With minimal prep and no fancy equipment required, this recipe is perfect for home cooks at any level. Whether served as a main dish, a lunchbox hero, or a party appetizer, these patties are guaranteed to impress and nourish. One bite, and they’ll become a go-to in your recipe rotation.

10 Frequently Asked Questions

1. Can I use green or brown lentils instead of red?
Red lentils work best for this recipe because they cook quickly and blend smoothly. Green or brown lentils may be too firm and require longer cooking.
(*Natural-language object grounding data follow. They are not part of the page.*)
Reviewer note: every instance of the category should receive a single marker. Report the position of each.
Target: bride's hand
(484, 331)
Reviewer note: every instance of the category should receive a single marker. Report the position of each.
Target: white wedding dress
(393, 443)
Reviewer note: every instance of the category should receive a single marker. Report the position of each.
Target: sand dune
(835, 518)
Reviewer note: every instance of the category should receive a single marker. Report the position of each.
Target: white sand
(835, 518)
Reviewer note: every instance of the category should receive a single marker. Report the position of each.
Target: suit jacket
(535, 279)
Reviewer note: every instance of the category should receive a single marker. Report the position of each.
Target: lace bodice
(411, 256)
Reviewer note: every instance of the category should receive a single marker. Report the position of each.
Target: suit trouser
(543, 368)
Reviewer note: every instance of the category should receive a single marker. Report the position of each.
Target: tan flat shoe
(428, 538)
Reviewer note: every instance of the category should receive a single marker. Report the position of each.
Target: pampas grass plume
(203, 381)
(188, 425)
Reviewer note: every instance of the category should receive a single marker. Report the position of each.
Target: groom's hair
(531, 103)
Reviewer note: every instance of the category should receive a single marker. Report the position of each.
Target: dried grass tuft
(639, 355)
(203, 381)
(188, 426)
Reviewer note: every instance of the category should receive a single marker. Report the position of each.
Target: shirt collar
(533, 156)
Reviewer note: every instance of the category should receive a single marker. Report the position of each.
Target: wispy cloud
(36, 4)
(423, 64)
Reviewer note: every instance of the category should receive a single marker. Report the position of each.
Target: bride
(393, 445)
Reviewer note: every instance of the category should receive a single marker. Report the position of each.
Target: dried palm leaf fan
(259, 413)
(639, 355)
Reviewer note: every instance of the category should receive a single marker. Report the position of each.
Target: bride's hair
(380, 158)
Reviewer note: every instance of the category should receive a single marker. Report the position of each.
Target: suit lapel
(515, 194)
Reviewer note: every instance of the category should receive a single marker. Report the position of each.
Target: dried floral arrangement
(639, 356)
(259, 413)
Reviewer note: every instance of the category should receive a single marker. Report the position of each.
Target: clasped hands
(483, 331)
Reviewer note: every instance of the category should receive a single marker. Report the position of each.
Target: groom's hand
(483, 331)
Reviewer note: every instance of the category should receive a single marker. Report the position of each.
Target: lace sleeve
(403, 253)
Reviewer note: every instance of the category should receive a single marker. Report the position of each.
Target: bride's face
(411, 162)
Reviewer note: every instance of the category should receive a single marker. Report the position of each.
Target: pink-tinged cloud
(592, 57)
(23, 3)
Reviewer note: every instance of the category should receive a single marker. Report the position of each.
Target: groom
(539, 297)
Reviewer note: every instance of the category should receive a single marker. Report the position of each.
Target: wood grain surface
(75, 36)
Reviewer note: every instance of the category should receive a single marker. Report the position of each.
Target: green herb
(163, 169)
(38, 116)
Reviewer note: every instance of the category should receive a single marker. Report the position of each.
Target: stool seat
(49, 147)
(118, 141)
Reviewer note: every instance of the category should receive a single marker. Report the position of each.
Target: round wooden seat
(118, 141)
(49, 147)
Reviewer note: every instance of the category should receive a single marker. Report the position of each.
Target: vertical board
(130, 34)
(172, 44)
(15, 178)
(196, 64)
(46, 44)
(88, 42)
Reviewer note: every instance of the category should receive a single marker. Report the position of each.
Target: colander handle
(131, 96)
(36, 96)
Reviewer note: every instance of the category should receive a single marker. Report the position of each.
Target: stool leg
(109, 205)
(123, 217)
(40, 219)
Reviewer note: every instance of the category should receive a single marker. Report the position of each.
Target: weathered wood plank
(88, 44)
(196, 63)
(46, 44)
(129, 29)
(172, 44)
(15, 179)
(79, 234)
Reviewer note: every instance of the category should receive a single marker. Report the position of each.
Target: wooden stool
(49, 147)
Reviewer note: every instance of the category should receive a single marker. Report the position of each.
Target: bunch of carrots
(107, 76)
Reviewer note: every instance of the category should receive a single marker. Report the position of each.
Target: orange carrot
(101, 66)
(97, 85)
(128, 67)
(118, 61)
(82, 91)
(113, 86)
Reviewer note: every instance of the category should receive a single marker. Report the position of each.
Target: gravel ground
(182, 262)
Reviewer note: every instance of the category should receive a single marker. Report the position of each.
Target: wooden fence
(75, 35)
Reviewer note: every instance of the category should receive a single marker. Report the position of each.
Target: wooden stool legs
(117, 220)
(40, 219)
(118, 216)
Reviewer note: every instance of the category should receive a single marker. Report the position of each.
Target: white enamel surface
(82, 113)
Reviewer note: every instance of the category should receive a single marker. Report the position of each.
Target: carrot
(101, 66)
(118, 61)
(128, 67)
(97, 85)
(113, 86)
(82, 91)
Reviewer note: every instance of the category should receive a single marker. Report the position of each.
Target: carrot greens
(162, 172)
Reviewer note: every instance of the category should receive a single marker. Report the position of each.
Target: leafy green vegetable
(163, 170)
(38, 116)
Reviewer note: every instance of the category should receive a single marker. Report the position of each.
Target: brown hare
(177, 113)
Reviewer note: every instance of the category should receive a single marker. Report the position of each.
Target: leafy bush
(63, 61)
2. Can I freeze these patties?
Yes! Cook the patties, cool them completely, and freeze in a single layer. Reheat in a skillet or oven directly from frozen.
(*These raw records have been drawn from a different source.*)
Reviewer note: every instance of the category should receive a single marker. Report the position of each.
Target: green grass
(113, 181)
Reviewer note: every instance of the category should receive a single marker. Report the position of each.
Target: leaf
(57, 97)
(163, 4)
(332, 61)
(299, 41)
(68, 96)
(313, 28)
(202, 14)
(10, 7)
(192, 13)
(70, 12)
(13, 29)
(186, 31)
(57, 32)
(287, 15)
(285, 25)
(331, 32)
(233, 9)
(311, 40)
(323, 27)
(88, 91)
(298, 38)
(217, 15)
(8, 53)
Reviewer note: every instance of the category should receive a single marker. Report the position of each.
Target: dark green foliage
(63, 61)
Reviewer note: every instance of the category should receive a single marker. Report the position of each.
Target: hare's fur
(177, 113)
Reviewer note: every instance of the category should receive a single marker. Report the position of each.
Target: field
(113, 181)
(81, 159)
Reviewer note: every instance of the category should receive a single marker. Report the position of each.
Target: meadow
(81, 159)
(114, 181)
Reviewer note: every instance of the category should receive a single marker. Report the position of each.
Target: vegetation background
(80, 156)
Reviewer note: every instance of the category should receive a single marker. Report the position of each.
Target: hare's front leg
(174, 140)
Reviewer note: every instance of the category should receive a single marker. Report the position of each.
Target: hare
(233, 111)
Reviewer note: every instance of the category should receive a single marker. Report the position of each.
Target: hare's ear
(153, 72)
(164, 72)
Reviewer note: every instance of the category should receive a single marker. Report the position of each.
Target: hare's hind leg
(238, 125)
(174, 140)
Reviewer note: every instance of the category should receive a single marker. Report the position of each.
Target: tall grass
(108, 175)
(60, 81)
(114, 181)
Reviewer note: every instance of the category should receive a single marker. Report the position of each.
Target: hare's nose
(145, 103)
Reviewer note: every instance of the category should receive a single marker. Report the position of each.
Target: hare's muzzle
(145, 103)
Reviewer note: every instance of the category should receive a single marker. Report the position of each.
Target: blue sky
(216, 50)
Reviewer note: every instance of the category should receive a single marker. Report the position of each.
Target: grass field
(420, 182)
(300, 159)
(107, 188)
3. Can I make these without a food processor?
Yes. Mash the soaked lentils with a potato masher and mix thoroughly. The texture may be more rustic but still delicious.

4. How do I prevent the patties from falling apart?
Let the mixture chill before shaping, and be sure to cook them long enough on one side before flipping.

5. Can I make them oil-free?
Absolutely. Bake the patties on parchment paper at 200°C (400°F) for 20–25 minutes, flipping halfway through.

6. What dipping sauce goes best with them?
Try a garlic yogurt sauce, tahini-lemon dressing, or avocado-lime crema.

7. Are these patties spicy?
Not unless you add the chili flakes. You can easily adjust the heat level to your preference.

8. Can I add other vegetables to the mix?
Yes! Grated zucchini, chopped spinach, or cooked peas work well. Just be sure they don’t release too much moisture.

9. How long will leftovers keep in the fridge?
Store cooked patties in an airtight container for up to 4 days in the refrigerator.

10. Can I use this mix to make lentil burgers?
Yes! Just form the patties slightly larger and serve in buns with your favorite toppings.